Graphic art is familiar to every artist. All preliminary sketches to the paintings and quick drafts made in a minute of inspiration with the nearest tool (be it a pencil, a quill, a ballpoint pen or something else) are directly related to graphic art. This type of painting attracts attention with its play of light and shadow, a combination of dots and lines, as well as the incredible skill of the artist who is able to create a real masterpiece without resorting to colors.
Paintings in the genre of graphic art are created on smooth white paper, as well as on colored paper with a relief surface, chipboard, vinyl, etc. With the help of a pencil, pastel or ink, the artist creates a picture, putting dots, strokes and dabs on the surface of the canvas. Generally, two primary colors prevail in graphic works – black and white, however, pastel graphics allows the use of the whole palette of colors.

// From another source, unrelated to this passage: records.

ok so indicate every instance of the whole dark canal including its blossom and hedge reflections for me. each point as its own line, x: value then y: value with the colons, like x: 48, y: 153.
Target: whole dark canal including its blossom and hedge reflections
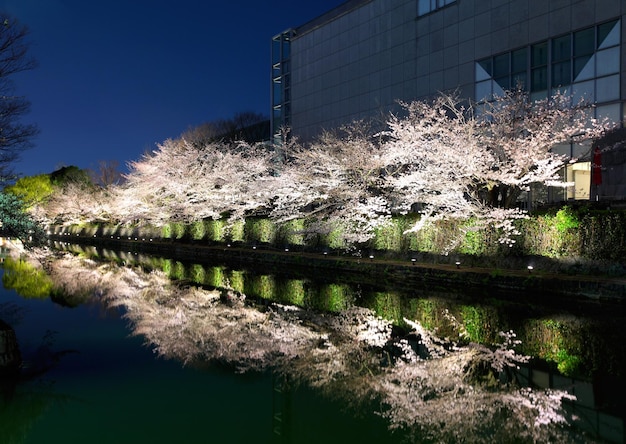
x: 127, y: 347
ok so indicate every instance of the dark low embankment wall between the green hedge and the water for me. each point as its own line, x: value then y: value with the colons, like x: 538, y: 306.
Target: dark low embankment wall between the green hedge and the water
x: 407, y: 272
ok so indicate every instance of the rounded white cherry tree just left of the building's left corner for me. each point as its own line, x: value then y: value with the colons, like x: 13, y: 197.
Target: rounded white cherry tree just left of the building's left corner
x: 180, y: 182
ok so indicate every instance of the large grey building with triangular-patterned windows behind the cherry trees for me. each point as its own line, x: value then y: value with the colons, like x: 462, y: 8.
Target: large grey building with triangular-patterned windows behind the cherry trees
x: 357, y: 60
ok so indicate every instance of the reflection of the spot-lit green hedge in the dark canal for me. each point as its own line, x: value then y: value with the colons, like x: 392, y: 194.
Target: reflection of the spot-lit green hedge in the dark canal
x: 575, y: 345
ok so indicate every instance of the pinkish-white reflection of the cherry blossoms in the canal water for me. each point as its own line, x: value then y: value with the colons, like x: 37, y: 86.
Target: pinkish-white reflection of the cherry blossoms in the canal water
x: 438, y: 389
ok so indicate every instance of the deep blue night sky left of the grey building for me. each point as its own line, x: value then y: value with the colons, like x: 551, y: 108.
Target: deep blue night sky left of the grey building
x: 116, y: 77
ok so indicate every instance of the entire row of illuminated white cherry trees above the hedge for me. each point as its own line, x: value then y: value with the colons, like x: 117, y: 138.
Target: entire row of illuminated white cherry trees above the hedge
x: 442, y: 158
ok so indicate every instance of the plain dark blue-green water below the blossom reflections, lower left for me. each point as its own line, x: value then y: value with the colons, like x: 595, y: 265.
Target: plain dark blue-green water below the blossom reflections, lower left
x: 111, y: 388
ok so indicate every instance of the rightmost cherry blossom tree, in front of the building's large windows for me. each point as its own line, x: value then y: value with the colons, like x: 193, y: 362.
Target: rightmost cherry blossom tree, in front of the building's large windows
x: 520, y: 134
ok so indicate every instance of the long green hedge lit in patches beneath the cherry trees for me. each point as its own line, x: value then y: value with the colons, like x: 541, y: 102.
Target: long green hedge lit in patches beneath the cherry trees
x: 573, y: 233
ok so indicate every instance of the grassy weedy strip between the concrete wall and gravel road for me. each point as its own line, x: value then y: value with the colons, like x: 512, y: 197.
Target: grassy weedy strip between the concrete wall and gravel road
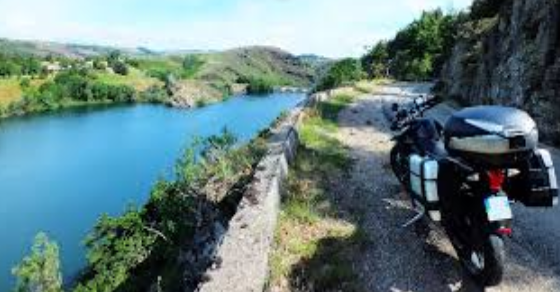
x: 317, y: 239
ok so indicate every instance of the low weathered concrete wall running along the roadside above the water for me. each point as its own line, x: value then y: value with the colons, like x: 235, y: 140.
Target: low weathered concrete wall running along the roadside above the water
x: 242, y: 259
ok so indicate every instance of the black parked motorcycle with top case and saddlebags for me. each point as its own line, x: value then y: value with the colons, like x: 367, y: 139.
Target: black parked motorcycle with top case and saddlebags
x: 466, y: 173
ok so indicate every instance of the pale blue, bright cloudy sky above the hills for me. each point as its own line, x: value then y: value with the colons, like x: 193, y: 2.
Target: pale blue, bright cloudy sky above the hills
x: 332, y: 28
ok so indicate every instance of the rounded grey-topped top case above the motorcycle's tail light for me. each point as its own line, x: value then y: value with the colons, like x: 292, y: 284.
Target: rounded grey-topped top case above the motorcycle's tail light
x: 491, y: 136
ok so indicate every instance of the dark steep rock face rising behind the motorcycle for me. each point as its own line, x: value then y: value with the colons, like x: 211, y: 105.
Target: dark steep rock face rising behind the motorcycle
x: 511, y: 58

Rembrandt, who gave the world his incredible colors and compositions, also started his creative career with graphic art. Having moved to Amsterdam in 1631, he began working on his own style. To improve his drawing skills, the artist created sketches depicting female and male heads with various facial expressions. His training bore fruit: those were portraits that allowed Rembrandt to get high-profile clients among the Amsterdam burghers. Rembrandt's graphic heritage includes self-portraits, a portrait of his son, the pictures Allegory, Jupiter and Antiope, Faust, The Three Crosses and many others.